What do I remember from that long-ago train trip up the Connecticut River to the little-known territory that might well become my new home for the next eight years or more? Fleeting impressions, mainly. Backward-rushing glimpses of the river, with cows and barns spread out at intervals along it. Small villages with tall white church steeples. A few bridges. For some reason I also recall that the seat material was of a fuzzy, worn felt, which set my teeth on edge when I ran my fingernails over it, and made me shiver. What a solemn, daydreaming, standoffish little fellow I must have been, with an entire seat to myself and my suitcases, which to the annoyance of the conductor I had insisted on carrying aboard with me. In one were my clothes. The other contained my favorite storybooks.
Of course I was sad to be leaving home, and somewhat apprehensive about my first solo train ride. But there have been few times in my life when I have not been able to achieve a degree of serenity by immersing myself in a book—in part, no doubt, because my books provided me with a certain tangible connection with my mother even after her death. Shortly after leaving White River I dug a copy of Heidi out of my suitcase-library, and soon I was far off in the Swiss Alps, though whether I was absorbed mainly by the book’s gorgeous color plates of the mountains, or my recollections of the tale as read to me by my mother, or the actual words themselves, I don’t know. I do remember bein
g especially interested in Heidi’s old hermit-grandfather, since not long before her death my mother had confided to me that he had always reminded her of my own grandfather, who could be “rather gruff” himself at times. To which my father had bluntly replied, “Gruff! Good God, the man’s a bona fide misanthrope.” I didn’t know what a misanthrope was, bona fide or otherwise. But it sounded forbidding and I must say that I looked forward to meeting my grandfather for the first time with some trepidation.
As we rolled north on the local passenger train, or Buntliner, as it was called—the entire train consisted of a silver-and-blue engine that looked more like a passenger car than a locomotive, and four silver-and-blue coaches—the hills became steeper and shaggier. The farms began to look shabbier. The spanking white houses and fire-engine red barns gave way to unpainted houses connected by swaybacked sheds and ells to listing barns. In the farm dooryards, lilacs were just coming into blossom though back in White River the lilacs had gone by two weeks ago.

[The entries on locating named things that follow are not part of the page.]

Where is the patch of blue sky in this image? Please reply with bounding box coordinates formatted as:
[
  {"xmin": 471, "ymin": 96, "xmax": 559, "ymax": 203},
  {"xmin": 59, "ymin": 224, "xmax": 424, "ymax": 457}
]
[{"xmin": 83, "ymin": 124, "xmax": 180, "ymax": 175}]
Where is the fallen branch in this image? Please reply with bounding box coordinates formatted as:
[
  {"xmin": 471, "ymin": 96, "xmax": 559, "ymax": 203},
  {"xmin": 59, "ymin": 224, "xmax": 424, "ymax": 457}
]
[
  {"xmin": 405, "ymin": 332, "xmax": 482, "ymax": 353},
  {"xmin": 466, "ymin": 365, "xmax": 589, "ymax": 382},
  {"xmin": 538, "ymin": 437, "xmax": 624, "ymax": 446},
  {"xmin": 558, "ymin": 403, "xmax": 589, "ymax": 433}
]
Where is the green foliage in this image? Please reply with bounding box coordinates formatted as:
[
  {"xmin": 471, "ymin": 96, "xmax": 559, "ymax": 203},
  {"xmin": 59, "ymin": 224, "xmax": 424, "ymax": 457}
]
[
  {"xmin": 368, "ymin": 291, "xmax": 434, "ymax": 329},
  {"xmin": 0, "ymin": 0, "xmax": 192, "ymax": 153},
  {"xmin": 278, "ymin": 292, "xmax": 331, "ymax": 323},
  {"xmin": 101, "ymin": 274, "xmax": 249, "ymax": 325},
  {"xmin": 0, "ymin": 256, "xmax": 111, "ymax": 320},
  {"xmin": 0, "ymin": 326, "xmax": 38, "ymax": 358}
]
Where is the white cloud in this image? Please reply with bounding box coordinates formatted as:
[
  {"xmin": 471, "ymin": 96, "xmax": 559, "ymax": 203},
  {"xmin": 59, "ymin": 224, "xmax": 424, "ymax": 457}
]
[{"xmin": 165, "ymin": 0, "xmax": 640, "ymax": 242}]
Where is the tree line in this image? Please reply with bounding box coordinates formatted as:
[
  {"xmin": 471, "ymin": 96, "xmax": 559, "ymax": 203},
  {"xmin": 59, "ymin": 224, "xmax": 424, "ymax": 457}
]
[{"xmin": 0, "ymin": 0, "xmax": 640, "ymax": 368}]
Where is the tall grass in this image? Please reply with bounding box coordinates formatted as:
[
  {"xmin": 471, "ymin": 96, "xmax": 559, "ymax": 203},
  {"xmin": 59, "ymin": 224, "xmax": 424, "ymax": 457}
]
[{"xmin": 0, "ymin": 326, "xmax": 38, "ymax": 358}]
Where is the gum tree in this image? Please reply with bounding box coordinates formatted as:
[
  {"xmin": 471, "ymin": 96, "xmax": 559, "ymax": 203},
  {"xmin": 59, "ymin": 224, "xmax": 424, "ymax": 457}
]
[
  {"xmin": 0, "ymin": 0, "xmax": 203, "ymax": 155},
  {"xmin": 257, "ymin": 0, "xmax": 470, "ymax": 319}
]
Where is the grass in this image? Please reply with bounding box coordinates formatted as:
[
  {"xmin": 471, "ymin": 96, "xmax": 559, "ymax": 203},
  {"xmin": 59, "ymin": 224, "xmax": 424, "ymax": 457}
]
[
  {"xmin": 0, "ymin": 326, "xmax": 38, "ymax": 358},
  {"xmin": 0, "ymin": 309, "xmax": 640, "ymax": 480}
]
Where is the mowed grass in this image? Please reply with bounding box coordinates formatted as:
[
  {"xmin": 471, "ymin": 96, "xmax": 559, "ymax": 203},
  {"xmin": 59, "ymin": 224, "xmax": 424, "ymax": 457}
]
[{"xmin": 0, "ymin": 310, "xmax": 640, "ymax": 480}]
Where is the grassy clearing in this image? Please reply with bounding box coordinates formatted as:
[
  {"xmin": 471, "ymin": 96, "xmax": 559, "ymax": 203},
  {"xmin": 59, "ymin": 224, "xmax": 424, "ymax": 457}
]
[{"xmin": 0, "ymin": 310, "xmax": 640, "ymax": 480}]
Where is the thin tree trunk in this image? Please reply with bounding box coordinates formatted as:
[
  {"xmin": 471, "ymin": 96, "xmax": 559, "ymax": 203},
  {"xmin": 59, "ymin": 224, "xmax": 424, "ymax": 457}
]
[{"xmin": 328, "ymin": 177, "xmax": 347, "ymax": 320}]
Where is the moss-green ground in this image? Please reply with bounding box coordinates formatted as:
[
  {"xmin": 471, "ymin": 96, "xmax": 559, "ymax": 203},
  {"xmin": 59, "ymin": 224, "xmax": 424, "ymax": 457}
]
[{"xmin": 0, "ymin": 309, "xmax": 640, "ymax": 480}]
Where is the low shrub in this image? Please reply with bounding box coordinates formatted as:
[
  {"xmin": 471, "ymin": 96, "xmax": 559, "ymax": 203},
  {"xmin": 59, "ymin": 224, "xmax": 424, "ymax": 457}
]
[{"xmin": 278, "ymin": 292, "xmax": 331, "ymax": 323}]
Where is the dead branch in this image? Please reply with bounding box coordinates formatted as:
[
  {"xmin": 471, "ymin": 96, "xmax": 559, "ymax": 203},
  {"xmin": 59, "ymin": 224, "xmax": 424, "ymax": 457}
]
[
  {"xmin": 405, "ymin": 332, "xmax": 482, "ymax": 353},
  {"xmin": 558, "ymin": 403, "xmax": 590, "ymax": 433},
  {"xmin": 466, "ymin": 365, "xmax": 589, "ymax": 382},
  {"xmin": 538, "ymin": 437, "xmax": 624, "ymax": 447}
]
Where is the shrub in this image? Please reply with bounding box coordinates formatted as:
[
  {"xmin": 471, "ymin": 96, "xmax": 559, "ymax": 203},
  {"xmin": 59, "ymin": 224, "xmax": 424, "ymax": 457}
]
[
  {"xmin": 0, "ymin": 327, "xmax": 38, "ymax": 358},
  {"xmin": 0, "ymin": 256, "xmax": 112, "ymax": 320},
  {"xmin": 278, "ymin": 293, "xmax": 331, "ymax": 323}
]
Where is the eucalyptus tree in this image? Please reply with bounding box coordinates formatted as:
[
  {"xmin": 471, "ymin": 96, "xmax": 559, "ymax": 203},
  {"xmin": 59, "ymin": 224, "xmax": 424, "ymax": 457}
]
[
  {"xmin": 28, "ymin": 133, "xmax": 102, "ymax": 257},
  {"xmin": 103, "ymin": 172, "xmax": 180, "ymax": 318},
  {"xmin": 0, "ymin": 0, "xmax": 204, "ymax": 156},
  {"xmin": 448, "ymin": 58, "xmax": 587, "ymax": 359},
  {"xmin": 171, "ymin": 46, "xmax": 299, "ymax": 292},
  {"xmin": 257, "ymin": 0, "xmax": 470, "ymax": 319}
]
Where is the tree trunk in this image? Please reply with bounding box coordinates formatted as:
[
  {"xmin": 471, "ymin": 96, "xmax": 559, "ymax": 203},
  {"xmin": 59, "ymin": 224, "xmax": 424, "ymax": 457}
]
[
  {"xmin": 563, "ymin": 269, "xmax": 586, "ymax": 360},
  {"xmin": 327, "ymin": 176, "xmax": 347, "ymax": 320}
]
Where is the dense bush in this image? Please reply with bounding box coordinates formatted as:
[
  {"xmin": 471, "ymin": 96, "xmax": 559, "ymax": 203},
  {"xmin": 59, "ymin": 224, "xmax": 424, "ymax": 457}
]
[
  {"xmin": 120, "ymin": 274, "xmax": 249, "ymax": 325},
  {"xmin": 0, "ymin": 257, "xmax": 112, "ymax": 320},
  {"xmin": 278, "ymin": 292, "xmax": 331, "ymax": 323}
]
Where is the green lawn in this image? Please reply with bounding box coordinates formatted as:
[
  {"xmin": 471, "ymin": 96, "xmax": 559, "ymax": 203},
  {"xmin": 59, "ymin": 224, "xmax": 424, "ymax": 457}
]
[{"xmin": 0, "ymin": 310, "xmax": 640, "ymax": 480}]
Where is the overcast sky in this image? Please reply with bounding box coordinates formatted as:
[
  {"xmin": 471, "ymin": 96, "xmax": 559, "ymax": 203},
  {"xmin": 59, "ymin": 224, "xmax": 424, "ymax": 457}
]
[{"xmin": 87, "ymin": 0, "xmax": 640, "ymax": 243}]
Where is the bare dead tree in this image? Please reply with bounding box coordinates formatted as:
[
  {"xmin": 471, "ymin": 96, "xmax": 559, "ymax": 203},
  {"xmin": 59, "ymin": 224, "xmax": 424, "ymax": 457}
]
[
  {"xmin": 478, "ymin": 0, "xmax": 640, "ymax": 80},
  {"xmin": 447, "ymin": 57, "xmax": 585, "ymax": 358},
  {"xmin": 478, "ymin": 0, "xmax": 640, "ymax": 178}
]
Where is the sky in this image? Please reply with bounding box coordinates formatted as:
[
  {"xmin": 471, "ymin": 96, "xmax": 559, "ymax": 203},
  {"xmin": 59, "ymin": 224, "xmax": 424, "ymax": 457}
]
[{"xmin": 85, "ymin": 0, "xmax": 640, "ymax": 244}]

At one riverside town a fearsome-looking old man with long gray hair and black whiskers and a greasy slouch hat got on my coach and sat down in the seat opposite me. When the Buntliner pulled out of the station, he produced a flat, amber-colored glass flask from his lumber jacket pocket and took two or three swigs of a very vile-looking dark liquid. As he wiped off his mouth with the back of the hand holding the flask, he darted a severe look out from under his drooping hat brim straight at me. I looked away fast. But when I glanced back at him a moment later he was still staring at me. And in a single, bonechilling moment, it became irrefutably clear to me that this bewhiskered apparition was in fact my grandfather.